= Elżbieta Ettinger =

American novelist

Elżbieta Ettinger (September 19, 1924 - March 12, 2005) was a Polish-American Jewish writer.

== Early life and education ==
The daughter of Emmanuel Ettinger and Regina Stahl, she was born in Łódź. Along with her family, she was transferred to the Warsaw Ghetto but in 1942, she was able to escape the ghetto with the help of her mother and, using forged identity papers, adopted the name Elżbieta Chodakowska. She worked with the Polish resistance during World War II. In 1946, she received a degree in English and German philology from Jagellonian University and, in 1949, a MA in English philology from Warsaw University.
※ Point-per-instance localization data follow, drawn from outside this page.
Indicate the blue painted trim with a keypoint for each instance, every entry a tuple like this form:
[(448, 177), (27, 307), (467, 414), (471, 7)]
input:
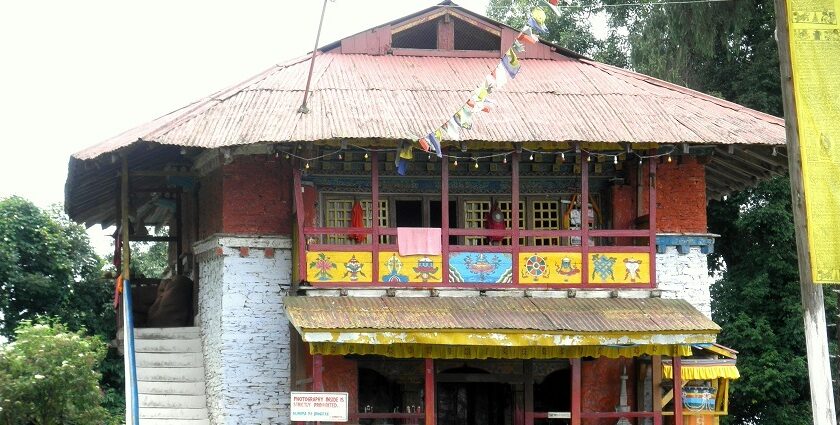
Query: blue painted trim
[(684, 243), (129, 355)]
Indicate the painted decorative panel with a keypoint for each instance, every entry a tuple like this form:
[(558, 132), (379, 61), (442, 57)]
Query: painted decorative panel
[(480, 267), (618, 268), (394, 268), (339, 267), (558, 268)]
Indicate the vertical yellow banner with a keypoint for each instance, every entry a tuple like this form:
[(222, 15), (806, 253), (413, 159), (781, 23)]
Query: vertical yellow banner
[(815, 58)]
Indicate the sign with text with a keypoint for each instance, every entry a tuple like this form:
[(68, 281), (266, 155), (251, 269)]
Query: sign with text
[(319, 407)]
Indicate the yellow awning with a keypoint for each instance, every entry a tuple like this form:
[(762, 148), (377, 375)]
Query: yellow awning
[(702, 371), (503, 327)]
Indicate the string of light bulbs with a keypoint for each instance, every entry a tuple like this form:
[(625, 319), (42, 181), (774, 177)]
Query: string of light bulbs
[(475, 159)]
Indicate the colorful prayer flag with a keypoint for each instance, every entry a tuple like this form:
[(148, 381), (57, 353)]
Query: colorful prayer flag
[(435, 144), (511, 63), (527, 36), (452, 129), (464, 117)]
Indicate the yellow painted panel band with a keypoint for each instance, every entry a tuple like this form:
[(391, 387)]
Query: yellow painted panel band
[(339, 267), (703, 373), (619, 268), (504, 339), (485, 352), (814, 50), (410, 269), (560, 268)]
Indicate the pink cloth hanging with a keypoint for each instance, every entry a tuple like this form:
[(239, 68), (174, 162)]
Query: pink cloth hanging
[(418, 240)]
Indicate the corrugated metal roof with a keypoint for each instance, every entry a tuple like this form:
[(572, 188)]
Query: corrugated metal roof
[(402, 97), (502, 313)]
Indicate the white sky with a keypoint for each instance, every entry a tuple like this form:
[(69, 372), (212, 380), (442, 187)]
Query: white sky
[(73, 73)]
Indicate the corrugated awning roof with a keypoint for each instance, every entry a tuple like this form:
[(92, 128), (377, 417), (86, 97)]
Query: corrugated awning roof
[(498, 326)]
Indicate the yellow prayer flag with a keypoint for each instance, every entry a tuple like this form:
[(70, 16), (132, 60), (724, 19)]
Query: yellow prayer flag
[(815, 51)]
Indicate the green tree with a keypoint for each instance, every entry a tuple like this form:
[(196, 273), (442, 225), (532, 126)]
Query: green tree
[(48, 268), (757, 304), (48, 375)]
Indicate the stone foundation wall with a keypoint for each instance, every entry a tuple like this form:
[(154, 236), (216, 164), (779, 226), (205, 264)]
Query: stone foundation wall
[(245, 332)]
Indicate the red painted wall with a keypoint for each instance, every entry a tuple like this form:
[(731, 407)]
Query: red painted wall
[(601, 387), (210, 204), (257, 198), (680, 195)]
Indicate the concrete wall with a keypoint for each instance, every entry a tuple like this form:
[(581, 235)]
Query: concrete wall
[(244, 331)]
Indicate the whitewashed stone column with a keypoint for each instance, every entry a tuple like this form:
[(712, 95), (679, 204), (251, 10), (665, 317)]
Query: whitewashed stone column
[(244, 331), (682, 270)]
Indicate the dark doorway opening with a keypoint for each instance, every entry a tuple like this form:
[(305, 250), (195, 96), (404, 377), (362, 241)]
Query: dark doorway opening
[(435, 215), (473, 401), (409, 213)]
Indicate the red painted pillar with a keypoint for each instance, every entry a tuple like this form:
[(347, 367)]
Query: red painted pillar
[(317, 372), (374, 215), (678, 419), (429, 394), (576, 391), (444, 219), (514, 215)]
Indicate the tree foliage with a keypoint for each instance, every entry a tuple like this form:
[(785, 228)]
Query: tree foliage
[(49, 269), (48, 375), (757, 304)]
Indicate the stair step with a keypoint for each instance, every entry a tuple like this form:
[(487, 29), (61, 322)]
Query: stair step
[(169, 360), (171, 374), (175, 421), (170, 388), (166, 333), (166, 413), (167, 346), (172, 401)]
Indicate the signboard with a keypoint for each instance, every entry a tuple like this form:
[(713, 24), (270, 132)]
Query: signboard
[(559, 415), (319, 407), (814, 51)]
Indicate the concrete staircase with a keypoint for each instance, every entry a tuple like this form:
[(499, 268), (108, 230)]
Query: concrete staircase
[(170, 376)]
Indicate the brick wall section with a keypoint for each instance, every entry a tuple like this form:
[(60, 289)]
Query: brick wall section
[(210, 204), (257, 196), (680, 195)]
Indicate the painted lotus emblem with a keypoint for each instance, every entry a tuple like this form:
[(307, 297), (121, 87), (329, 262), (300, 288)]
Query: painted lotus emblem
[(425, 269), (353, 269), (482, 266)]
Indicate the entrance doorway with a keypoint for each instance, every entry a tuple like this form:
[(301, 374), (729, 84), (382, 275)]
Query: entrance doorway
[(471, 398)]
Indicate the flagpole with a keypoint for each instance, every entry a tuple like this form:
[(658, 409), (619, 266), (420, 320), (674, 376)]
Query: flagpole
[(303, 109), (813, 306)]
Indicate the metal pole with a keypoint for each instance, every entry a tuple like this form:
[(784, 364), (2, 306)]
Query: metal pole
[(303, 108), (813, 308)]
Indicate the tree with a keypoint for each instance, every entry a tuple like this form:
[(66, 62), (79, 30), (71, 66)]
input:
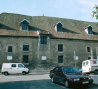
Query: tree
[(95, 12)]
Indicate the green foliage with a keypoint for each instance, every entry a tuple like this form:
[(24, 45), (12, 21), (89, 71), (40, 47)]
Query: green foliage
[(95, 12)]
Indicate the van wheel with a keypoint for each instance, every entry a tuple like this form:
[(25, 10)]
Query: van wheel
[(24, 73), (96, 72), (5, 73)]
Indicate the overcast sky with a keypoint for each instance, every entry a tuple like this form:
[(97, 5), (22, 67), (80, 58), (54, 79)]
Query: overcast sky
[(72, 9)]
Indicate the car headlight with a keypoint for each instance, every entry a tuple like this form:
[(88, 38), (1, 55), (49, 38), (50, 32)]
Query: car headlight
[(76, 79)]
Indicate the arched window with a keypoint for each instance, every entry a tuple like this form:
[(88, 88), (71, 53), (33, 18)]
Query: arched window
[(59, 27), (24, 25)]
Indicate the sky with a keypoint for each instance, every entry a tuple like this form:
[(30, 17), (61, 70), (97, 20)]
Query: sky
[(71, 9)]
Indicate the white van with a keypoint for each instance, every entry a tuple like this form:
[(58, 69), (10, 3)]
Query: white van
[(14, 68), (90, 66)]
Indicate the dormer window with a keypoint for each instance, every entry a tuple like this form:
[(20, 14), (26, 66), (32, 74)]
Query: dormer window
[(24, 25), (89, 30), (59, 27)]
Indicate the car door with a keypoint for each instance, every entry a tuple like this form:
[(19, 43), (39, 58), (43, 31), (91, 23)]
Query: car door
[(55, 74)]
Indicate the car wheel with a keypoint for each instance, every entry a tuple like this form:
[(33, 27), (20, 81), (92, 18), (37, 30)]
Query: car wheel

In 1966, she earned a PhD in English and American literature from Warsaw University.

== Career ==
She worked at various jobs in post-war Poland, including journalism, translation, editing and research. Her career in Poland took a downturn after she refused a permanent post in the country's National Security office and she sought employment in the United States. Rising anti-Semitism in Poland at the time may have also contributed to her departure. From 1967 to 1974, she was a senior fellow at the Radcliffe Institute for Advanced Study. From 1975 to 1996, she was a professor of writing at the Massachusetts Institute of Technology; she helped establish the program in writing and humanistic studies there. Ettinger and her daughter later became American citizens. She also taught at the Pine Manor College in Chestnut Hill, Massachusetts from 1971 to 1973 and at the Harvard Extension School from 1972 to 1973.

Ettinger described her experiences during World War II in her first novel Kindergarten published in 1968. Her second novel Quicksand, published in 1989, described her life in post-war Poland. In 1987, she published a biography Rosa Luxemburg, A Life. In 1995, she published the controversial work, Hannah Arendt-Martin Heidegger about the relationship between a Jewish philosopher and her Nazi mentor.

== Personal life ==
In 1943, she married Gierek, a partisan sympathizer. The couple separated after the war and she had a relationship with university professor Manfred Lachs; they had a daughter.

Ettinger died of heart failure at home in Cambridge at the age of 80.